Olympic coach and British Milers Club ‘Coach of the Year’, Phil Kissi MBE, was diagnosed at 49 with prostate cancer in 2006. Phil, now 64, from London, who has since recovered from prostate cancer, said:
“I was watching a TV programme that said Black men were at higher risk of prostate cancer. Although I didn’t have any symptoms, I had a feeling that something wasn’t right.
“My diagnosis changed my perspective on life, and I re-evaluated what was important to me. After my surgery, I decided to go into athletic training and help young people who might not have had the chance to fulfil their potential otherwise.
“If you’re worried about cancer, contact your GP practice. It’s probably nothing serious but even if it is, getting your diagnosis earlier can give you more treatment options and ultimately, a better chance of success”.
Almost two thirds (63%) of those surveyed said dying was their biggest cancer fear, with more than one in three (37%) worried about being a burden on family and friends and over another third (36%) worried about the impact of chemotherapy or other treatments. While the majority of people knew catching cancer earlier makes it more treatable, over two fifths (42%) said they would ignore symptoms, wait to see if anything changed, look for answers online or speak to family and friends before seeing their GP.

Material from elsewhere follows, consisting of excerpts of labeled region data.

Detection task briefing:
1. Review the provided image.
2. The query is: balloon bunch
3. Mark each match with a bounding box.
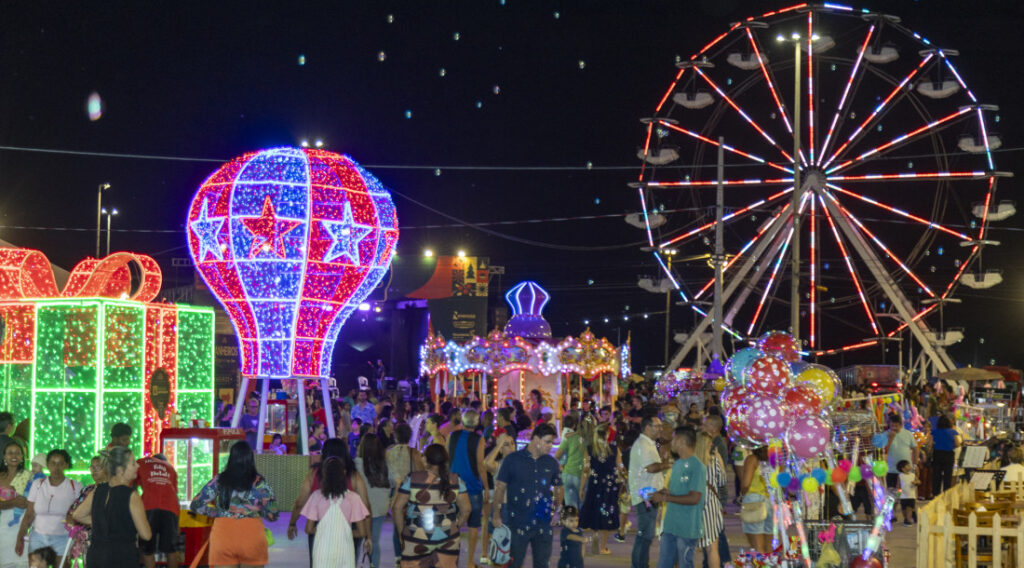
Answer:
[721,332,842,460]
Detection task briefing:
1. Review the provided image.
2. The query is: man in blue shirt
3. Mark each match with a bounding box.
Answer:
[490,424,562,568]
[650,426,708,568]
[449,408,488,562]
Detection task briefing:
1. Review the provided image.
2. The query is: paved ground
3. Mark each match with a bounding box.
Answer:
[269,506,916,568]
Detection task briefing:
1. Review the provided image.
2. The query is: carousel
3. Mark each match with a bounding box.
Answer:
[420,281,630,420]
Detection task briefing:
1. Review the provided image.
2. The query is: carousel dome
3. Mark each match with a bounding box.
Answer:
[505,280,551,339]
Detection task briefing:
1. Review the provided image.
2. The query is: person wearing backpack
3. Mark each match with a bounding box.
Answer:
[449,408,489,566]
[302,457,373,568]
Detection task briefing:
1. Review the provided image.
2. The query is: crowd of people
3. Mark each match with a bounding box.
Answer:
[0,378,991,568]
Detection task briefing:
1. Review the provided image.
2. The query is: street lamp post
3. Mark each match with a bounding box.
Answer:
[662,249,676,364]
[102,209,118,257]
[96,183,111,258]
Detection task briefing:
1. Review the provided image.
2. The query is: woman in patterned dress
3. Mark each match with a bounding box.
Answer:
[580,418,622,555]
[189,442,278,566]
[392,444,469,568]
[693,432,725,568]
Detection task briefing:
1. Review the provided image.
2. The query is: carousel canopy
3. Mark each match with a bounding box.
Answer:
[420,281,630,379]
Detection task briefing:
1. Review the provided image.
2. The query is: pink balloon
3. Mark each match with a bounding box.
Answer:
[785,417,833,460]
[746,398,790,443]
[746,355,791,398]
[782,385,821,417]
[719,387,754,409]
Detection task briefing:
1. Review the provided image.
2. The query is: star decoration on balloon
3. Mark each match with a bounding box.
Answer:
[188,200,224,260]
[242,195,302,258]
[321,202,373,266]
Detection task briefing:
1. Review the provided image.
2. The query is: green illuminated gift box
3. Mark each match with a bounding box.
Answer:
[0,249,214,474]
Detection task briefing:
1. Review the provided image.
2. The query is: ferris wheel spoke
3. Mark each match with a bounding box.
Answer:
[641,177,793,187]
[824,191,935,298]
[693,197,793,300]
[821,53,933,168]
[658,187,793,248]
[939,55,978,102]
[818,195,879,336]
[746,192,811,336]
[807,194,818,349]
[821,24,874,165]
[807,10,814,164]
[745,28,793,134]
[654,68,686,115]
[826,183,971,241]
[693,67,794,162]
[746,223,793,336]
[637,123,654,247]
[828,170,990,181]
[978,176,995,241]
[657,121,793,174]
[825,106,974,174]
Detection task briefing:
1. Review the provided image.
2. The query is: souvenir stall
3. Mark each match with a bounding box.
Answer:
[420,281,630,420]
[0,249,214,479]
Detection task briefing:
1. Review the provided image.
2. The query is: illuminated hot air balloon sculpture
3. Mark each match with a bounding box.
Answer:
[186,147,398,448]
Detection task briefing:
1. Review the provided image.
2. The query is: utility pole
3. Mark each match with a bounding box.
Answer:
[790,36,803,349]
[712,136,725,361]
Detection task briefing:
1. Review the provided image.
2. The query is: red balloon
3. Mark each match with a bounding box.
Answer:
[725,403,751,440]
[758,332,800,361]
[782,385,821,417]
[746,355,791,398]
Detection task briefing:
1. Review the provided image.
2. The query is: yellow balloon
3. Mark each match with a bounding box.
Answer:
[796,366,836,405]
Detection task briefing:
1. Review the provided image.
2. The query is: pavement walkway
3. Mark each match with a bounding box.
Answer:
[267,505,918,568]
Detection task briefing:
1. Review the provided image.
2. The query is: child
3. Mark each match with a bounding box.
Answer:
[29,547,57,568]
[558,505,590,568]
[29,453,46,485]
[896,460,921,527]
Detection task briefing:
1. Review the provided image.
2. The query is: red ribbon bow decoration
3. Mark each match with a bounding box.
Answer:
[0,249,163,302]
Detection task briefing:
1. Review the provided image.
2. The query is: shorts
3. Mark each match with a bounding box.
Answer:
[138,509,178,556]
[210,517,269,566]
[466,493,483,528]
[743,493,772,534]
[25,530,71,556]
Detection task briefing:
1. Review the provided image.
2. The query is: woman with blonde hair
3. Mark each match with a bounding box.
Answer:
[693,432,725,568]
[580,417,622,555]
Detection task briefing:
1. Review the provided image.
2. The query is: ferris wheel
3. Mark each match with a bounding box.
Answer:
[631,3,1015,372]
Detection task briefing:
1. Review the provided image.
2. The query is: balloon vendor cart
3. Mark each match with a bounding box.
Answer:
[700,332,899,567]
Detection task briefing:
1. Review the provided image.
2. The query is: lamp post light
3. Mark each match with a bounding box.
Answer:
[96,209,118,257]
[96,183,111,258]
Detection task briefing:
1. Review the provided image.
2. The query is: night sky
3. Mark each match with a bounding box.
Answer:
[0,0,1024,366]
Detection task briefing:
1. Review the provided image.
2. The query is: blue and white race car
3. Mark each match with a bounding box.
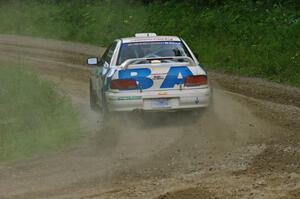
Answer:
[88,33,211,112]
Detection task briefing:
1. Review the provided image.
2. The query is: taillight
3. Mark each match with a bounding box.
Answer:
[184,75,207,87]
[110,79,137,90]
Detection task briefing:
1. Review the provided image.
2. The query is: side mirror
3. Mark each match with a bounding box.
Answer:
[87,57,99,65]
[194,53,199,59]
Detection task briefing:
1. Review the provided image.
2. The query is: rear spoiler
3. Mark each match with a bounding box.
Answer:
[121,56,197,69]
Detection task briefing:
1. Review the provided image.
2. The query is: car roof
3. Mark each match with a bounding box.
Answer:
[121,36,181,43]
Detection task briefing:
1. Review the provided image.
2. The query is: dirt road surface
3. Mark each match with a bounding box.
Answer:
[0,35,300,199]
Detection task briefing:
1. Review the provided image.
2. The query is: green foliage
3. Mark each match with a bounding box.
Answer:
[148,1,300,85]
[0,0,300,85]
[0,0,147,45]
[0,63,80,160]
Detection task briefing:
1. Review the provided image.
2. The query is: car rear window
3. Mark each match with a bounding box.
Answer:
[117,41,191,65]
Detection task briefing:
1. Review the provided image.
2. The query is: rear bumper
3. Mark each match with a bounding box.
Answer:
[105,87,211,112]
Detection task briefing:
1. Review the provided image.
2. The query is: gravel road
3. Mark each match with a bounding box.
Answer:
[0,35,300,199]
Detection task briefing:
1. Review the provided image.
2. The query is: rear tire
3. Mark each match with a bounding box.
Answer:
[90,81,100,111]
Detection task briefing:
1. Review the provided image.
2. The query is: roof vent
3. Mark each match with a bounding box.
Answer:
[135,33,157,37]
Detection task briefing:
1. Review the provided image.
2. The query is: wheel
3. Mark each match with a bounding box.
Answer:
[101,91,110,122]
[90,81,100,111]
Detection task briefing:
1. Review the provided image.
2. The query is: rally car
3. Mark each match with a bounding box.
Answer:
[88,33,211,112]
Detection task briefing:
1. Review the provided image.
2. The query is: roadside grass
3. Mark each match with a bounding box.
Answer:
[148,2,300,86]
[0,0,300,86]
[0,0,148,46]
[0,62,80,161]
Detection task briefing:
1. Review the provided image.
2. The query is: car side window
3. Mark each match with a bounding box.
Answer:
[100,42,117,66]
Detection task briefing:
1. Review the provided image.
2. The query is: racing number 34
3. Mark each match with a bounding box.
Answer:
[119,66,193,89]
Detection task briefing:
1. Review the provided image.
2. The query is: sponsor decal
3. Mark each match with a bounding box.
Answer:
[117,96,142,101]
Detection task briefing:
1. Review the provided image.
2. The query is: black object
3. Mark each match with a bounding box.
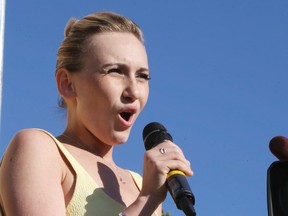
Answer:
[267,161,288,216]
[143,122,196,216]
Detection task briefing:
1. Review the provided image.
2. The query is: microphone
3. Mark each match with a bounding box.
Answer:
[142,122,196,216]
[267,136,288,216]
[269,136,288,161]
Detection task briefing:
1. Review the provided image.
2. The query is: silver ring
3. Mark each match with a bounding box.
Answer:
[159,147,166,154]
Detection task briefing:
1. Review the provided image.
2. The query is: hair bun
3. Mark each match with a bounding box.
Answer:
[64,18,78,37]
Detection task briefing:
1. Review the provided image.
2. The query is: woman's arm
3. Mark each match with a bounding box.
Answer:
[0,129,65,216]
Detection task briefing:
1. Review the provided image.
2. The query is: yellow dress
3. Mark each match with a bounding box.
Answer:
[42,130,157,216]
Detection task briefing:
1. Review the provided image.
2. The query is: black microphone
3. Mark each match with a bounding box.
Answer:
[269,136,288,161]
[143,122,196,216]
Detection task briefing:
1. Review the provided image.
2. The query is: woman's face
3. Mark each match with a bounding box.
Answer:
[72,32,149,145]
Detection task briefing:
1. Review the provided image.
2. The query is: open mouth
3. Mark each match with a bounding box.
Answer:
[120,112,133,121]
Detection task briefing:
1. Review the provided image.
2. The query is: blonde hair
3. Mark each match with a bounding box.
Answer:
[56,12,144,107]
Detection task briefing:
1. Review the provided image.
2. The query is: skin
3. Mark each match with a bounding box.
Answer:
[0,33,192,216]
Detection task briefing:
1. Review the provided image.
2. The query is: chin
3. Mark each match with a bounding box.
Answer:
[113,130,130,145]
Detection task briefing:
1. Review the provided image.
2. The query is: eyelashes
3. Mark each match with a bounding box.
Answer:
[104,67,151,81]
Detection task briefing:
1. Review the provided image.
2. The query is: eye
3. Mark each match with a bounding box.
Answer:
[136,73,151,81]
[107,68,122,74]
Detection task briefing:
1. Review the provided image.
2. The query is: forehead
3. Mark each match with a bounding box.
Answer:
[87,32,148,67]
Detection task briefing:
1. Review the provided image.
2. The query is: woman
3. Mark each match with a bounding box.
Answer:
[0,12,192,216]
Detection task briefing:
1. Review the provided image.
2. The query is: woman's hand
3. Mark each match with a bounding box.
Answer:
[125,141,193,216]
[140,140,193,204]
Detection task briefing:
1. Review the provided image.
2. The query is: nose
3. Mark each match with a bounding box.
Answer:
[123,79,141,102]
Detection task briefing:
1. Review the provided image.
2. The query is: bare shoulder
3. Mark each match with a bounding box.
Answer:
[0,129,65,215]
[0,129,61,179]
[6,128,57,155]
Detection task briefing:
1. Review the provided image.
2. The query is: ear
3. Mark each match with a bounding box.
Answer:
[56,68,76,98]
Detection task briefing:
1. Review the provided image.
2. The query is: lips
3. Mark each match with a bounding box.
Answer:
[119,107,137,127]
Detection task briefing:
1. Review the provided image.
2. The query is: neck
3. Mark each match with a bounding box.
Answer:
[62,130,113,161]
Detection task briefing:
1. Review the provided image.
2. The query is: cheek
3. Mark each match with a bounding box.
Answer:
[140,86,149,110]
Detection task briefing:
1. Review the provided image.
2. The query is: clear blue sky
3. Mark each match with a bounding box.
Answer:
[0,0,288,216]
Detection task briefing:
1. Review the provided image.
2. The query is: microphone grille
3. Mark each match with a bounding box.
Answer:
[269,136,288,161]
[142,122,173,150]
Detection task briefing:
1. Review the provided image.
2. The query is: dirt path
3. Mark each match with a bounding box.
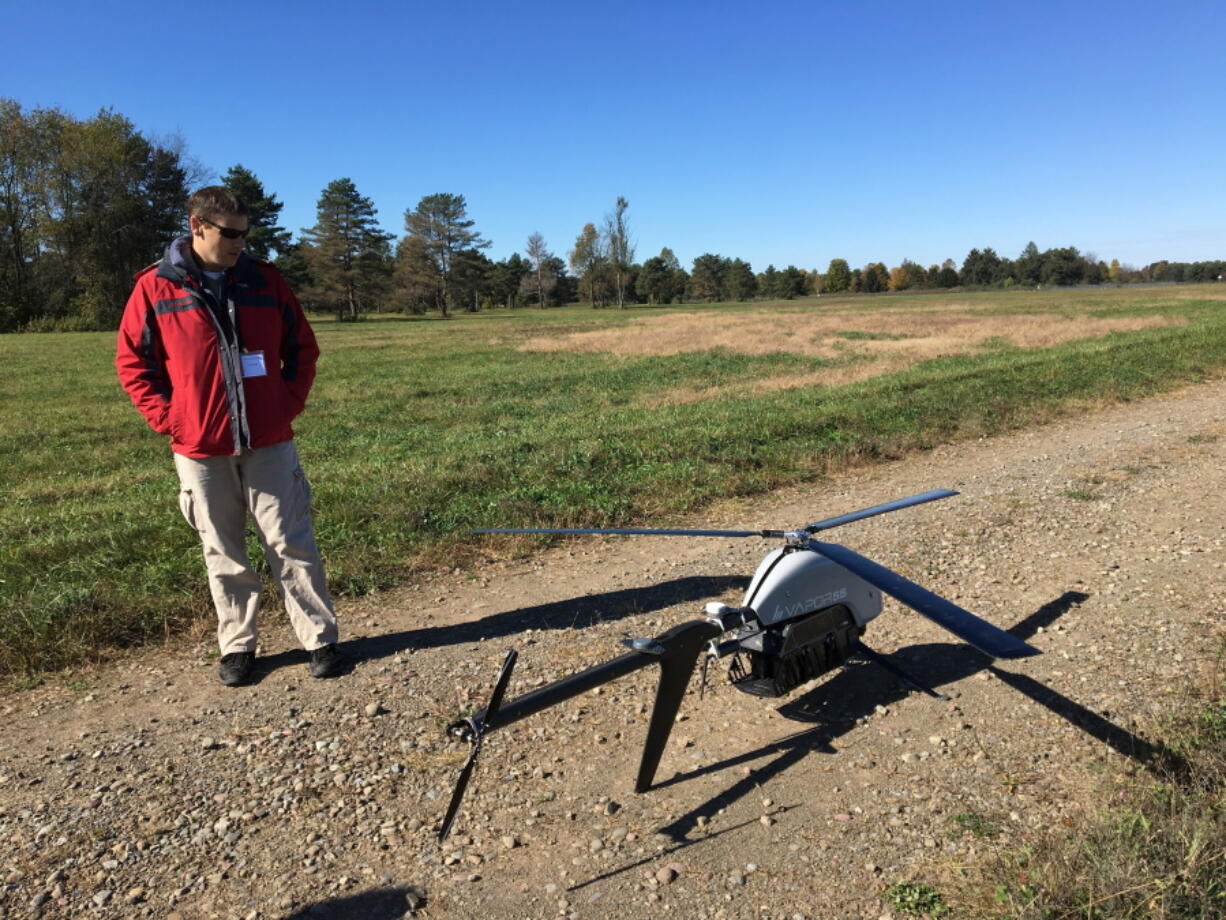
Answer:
[0,381,1226,920]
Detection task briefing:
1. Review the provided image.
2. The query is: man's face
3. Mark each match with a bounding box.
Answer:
[189,215,246,271]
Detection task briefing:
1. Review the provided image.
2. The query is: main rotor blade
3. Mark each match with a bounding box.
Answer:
[804,488,958,534]
[468,527,760,537]
[809,540,1040,657]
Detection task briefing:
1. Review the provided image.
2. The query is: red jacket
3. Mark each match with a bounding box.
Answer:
[115,238,319,458]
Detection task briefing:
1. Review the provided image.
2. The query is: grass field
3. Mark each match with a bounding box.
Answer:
[0,285,1226,675]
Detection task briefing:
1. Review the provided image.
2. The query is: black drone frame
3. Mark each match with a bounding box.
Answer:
[439,489,1038,841]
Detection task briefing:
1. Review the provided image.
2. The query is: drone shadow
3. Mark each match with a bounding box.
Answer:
[251,575,749,683]
[637,591,1182,846]
[283,886,427,920]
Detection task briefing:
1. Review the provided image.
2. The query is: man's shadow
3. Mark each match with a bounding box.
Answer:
[251,575,749,683]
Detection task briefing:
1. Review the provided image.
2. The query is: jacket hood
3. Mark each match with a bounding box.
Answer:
[157,237,261,283]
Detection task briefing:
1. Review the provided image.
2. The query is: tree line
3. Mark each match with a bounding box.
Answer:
[0,98,1226,332]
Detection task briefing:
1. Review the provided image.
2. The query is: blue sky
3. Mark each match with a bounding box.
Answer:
[0,0,1226,271]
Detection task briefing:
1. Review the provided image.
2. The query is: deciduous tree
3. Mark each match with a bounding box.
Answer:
[821,259,851,294]
[604,196,634,309]
[522,233,558,309]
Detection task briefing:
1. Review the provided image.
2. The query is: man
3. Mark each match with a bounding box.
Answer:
[115,185,341,686]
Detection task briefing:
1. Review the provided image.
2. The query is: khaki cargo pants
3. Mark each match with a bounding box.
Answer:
[174,440,337,655]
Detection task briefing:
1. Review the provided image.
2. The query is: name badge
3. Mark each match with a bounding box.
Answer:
[243,351,268,378]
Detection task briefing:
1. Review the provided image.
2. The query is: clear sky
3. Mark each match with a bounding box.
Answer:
[0,0,1226,271]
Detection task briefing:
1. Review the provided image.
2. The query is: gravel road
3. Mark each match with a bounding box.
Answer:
[0,381,1226,920]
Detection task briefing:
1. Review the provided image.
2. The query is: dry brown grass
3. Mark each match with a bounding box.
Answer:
[521,305,1186,361]
[521,310,1187,405]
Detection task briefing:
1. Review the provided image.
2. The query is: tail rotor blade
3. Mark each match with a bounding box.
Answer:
[439,649,519,843]
[809,540,1040,657]
[804,488,958,534]
[468,527,760,537]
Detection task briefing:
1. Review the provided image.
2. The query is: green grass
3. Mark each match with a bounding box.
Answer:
[0,286,1226,673]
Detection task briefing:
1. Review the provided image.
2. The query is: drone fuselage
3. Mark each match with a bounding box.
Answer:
[707,541,881,697]
[741,546,881,627]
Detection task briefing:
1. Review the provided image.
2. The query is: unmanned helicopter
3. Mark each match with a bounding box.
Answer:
[439,489,1040,841]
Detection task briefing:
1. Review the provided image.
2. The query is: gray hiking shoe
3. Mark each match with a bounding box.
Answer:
[217,651,255,687]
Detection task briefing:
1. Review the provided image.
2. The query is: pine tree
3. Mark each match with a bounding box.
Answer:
[222,163,292,260]
[400,193,489,316]
[302,179,391,320]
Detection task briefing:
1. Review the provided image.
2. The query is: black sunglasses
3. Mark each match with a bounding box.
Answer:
[200,217,251,239]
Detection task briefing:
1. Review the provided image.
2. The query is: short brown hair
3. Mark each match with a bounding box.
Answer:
[188,185,246,221]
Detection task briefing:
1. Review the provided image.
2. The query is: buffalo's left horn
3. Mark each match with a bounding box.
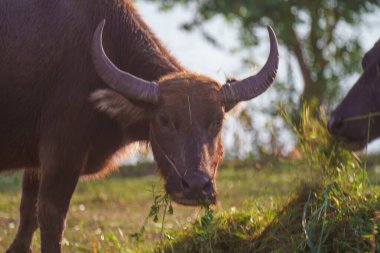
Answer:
[220,26,279,105]
[91,20,160,104]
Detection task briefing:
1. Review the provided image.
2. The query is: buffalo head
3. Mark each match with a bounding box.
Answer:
[327,40,380,150]
[92,21,278,205]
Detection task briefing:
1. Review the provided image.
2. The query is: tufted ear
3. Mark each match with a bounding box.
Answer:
[89,89,151,127]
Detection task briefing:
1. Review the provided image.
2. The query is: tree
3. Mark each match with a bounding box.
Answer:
[144,0,380,106]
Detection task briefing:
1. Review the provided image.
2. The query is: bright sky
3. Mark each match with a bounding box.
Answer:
[136,0,380,154]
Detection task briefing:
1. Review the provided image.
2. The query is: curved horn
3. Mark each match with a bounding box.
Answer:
[220,26,279,104]
[91,20,160,104]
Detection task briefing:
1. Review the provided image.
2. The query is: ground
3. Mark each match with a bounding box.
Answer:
[0,162,302,252]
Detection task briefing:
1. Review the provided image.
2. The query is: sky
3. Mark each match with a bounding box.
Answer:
[131,0,380,156]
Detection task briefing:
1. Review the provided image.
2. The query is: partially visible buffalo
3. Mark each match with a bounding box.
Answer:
[0,0,278,253]
[327,40,380,149]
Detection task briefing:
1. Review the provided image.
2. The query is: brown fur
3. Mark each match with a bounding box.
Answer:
[0,0,229,253]
[328,37,380,149]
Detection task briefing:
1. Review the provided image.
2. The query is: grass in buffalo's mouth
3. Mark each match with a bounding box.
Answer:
[0,104,380,253]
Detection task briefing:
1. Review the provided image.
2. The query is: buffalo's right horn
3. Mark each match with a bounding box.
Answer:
[91,20,160,104]
[220,26,279,105]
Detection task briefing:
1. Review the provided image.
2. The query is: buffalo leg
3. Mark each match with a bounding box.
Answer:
[38,139,86,253]
[6,170,39,253]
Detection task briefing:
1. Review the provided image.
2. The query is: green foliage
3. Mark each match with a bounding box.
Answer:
[144,0,380,105]
[153,106,380,253]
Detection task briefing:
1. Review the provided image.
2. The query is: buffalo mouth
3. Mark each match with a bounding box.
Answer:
[169,192,216,206]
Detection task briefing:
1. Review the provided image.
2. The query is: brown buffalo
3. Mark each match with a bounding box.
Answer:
[327,40,380,149]
[0,0,278,253]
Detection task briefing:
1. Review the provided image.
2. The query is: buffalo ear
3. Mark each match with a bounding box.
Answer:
[89,89,151,127]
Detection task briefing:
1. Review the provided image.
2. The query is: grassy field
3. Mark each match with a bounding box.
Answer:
[0,107,380,253]
[0,162,312,252]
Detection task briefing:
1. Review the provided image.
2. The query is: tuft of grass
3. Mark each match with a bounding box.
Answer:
[156,106,380,253]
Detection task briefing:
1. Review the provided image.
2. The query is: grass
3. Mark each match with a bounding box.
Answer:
[0,161,304,252]
[0,107,380,253]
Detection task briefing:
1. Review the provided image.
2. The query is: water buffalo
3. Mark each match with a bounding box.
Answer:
[327,40,380,150]
[0,0,278,253]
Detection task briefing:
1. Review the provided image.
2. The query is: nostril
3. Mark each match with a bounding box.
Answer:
[202,180,213,195]
[181,179,190,191]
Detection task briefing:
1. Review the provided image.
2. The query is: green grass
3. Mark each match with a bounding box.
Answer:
[0,161,304,252]
[0,104,380,253]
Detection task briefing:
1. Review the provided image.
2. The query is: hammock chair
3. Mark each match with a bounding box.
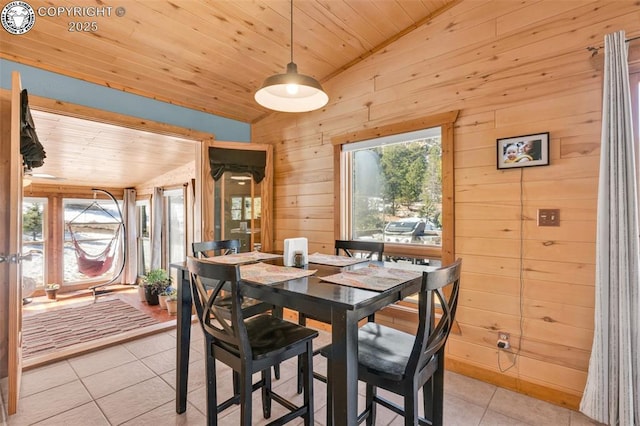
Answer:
[67,223,120,278]
[67,189,125,282]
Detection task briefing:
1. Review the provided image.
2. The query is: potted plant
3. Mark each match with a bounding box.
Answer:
[144,268,171,305]
[44,284,60,300]
[158,286,176,309]
[136,275,147,302]
[166,287,178,315]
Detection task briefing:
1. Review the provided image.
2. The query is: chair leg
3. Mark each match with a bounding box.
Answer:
[231,371,240,395]
[302,340,313,426]
[204,334,218,426]
[240,366,253,426]
[422,377,433,423]
[273,364,280,380]
[271,307,282,380]
[298,312,307,395]
[431,362,444,426]
[364,383,377,426]
[327,358,333,426]
[404,389,418,426]
[262,368,271,419]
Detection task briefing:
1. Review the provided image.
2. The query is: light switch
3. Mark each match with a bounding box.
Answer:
[538,209,560,226]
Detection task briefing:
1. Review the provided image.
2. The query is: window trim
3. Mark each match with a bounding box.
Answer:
[331,110,460,265]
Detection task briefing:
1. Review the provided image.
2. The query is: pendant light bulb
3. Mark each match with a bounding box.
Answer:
[254,0,329,112]
[287,84,300,96]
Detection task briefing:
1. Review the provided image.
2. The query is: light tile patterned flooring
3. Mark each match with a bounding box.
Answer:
[4,325,595,426]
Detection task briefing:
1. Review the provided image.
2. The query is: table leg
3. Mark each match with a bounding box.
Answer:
[176,271,192,414]
[330,311,358,426]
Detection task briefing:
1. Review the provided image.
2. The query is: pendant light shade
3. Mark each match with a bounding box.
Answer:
[254,0,329,112]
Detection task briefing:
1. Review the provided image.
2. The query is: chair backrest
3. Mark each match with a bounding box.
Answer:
[405,259,462,374]
[187,256,252,359]
[335,240,384,260]
[191,240,240,258]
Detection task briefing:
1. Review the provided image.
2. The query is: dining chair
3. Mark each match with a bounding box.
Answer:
[191,240,282,380]
[191,240,240,258]
[335,240,384,261]
[187,256,318,426]
[191,240,282,320]
[321,259,462,425]
[298,240,384,393]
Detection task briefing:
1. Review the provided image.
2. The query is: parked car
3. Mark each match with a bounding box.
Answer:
[384,217,442,244]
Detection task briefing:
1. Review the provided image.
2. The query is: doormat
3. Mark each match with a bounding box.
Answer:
[22,299,158,360]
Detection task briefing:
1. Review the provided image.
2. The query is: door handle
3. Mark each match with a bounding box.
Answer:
[0,249,42,263]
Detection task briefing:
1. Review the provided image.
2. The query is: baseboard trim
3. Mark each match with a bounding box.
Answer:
[445,357,582,411]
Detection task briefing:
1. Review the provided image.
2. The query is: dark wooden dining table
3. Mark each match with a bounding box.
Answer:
[170,256,434,426]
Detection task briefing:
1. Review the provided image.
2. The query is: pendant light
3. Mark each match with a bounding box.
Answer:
[255,0,329,112]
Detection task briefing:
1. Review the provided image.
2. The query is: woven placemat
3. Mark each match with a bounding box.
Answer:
[22,299,158,359]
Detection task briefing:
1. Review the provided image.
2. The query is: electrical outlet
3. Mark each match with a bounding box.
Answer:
[497,331,511,349]
[538,209,560,226]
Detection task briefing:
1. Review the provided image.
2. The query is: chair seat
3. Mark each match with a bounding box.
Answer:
[321,322,415,380]
[214,295,274,317]
[219,315,318,360]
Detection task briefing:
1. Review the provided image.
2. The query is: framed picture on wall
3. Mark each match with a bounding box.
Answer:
[496,132,549,169]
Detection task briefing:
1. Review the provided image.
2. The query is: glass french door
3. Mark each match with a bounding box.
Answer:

Launching officially on Wednesday, a new advert will show a man who is worried about his symptoms carrying a jack-in-the-box around with him, which he winds up as he goes about his day. When he eventually gets checked and discovers he doesn’t have cancer, a consultant opens the jack-in-the-box to show it is empty.
NHS bosses and cancer charities are urging people not to delay “lifesaving” checks, highlighting nine in ten of those checked turn out not to have cancer but that it is better to know, so that people can get treated early when chances of survival are highest.
NHS chief executive, Amanda Pritchard, said: “We know that the prospect of a cancer diagnosis can be daunting for people and that is exactly why we are launching this potentially lifesaving campaign – we want to allay people’s fear about cancer and encourage them to get checked without delay.
“We know that many people don’t want to burden or bother anyone with their health concerns, but we would always prefer to see you sooner with a cancer that is easier to treat, than later with one that isn’t.
“NHS staff have pulled out all the stops to ensure cancer was prioritised throughout the pandemic with over half a million people starting treatment over the last two years and record numbers of people now being referred for checks and tests.
“So, the NHS is here for you – don’t let cancer play on your mind – get checked without delay”.
NHS clinical director for cancer, Professor Peter Johnson, said: “A key part of this new campaign is encouraging people to be aware of any changes in their body, and not to hold back from getting them checked.
“Most people who come forward and get tested for cancer find out they don’t have it, but whatever the result, the NHS wants you to know that we are here for you and finding out sooner is always better.
“It might be nothing at all, it might be something else the NHS can help you with, but if it is cancer then finding it early makes it much more treatable, and it could save your life”.